Lets break this down...
I think the logic behind this complaint would be:
"they cost so much as to put an uncomfortable dent in the official gold piece value of a given characters equipment, therefore pinching that characters survivability, therefore rituals are broken."
But in order for that to hold water the following would have to be true;
"You have to have the option of using any of the rituals exhaustively and still have the insurance of a certain amount of wealth to be viable in combat."
This is not true. The character that requires 100 raise dead rituals is in the same boat as the party who piled all their money into a wagon and rolled it off a cliff.
So the real complaint is that there is no "wealth regeneration" system or mechanic in place to offset burning gold away, nor is this specific issue directly addressed in either of the dmg's.
IMO, If the party/character is limping along because of all the money they supposedly wasted on expensive rituals, tough
.
If there were no penalty for failure there couldn't really be a reward for success.
Ways to handle:
1. Do nothing. Play through. The system corrects itself by outstripping previous treasures in the newer parcels.
2. DM notices party lacking funds; adjusts campaign to offset the *perceived* problem such as turning it into a hook for the next arc - despite Kamikaze's mantra this is in fact a play straight from the dmg, not a house-rule, rule zero or the difference maker between a good dm and a bad dm.
3. Dm decides that the party needs a ritual allowance in addition to their normal treasures, and makes adjustments like the ones you described.
You are now solidly in house-rule territory, and vulnerable to accusations that band-aids do not a solid system make.
This is strictly a matter of opinion.
IMO, compared to other rpg material I think the majority of honest ratings would place it somewhere around "adequate".

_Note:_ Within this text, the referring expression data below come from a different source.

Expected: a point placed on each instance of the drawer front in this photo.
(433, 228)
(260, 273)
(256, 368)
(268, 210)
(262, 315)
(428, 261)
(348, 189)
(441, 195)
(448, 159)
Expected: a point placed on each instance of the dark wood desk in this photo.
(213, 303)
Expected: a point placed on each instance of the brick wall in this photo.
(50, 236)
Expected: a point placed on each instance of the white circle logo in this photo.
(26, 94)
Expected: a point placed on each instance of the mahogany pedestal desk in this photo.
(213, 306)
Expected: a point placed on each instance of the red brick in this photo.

You are correct that the bulk of how colorful any ritual is depends on the playing skill of those present at the table; midget is correct that this doesn't really matter re: rituals as written are bland.
3 - They don't do enough.
Clearly the list of rituals now accumulated on ddi do a lot of different things by any yardstick.
My complaint about rituals is that there are so many of them now, and so many of them totally alter any world that they are in (and any plot).
What's annoying is that specific issue is addressed in the dmg, so the designers were well aware of the problem.
I wish that all rituals were divided into function groups such as communication, warfare/sovereignty, engineering, travel etc.
It would be nice to have an easy handle on all these factors when writing an adventure or designing a semi-simulationist world.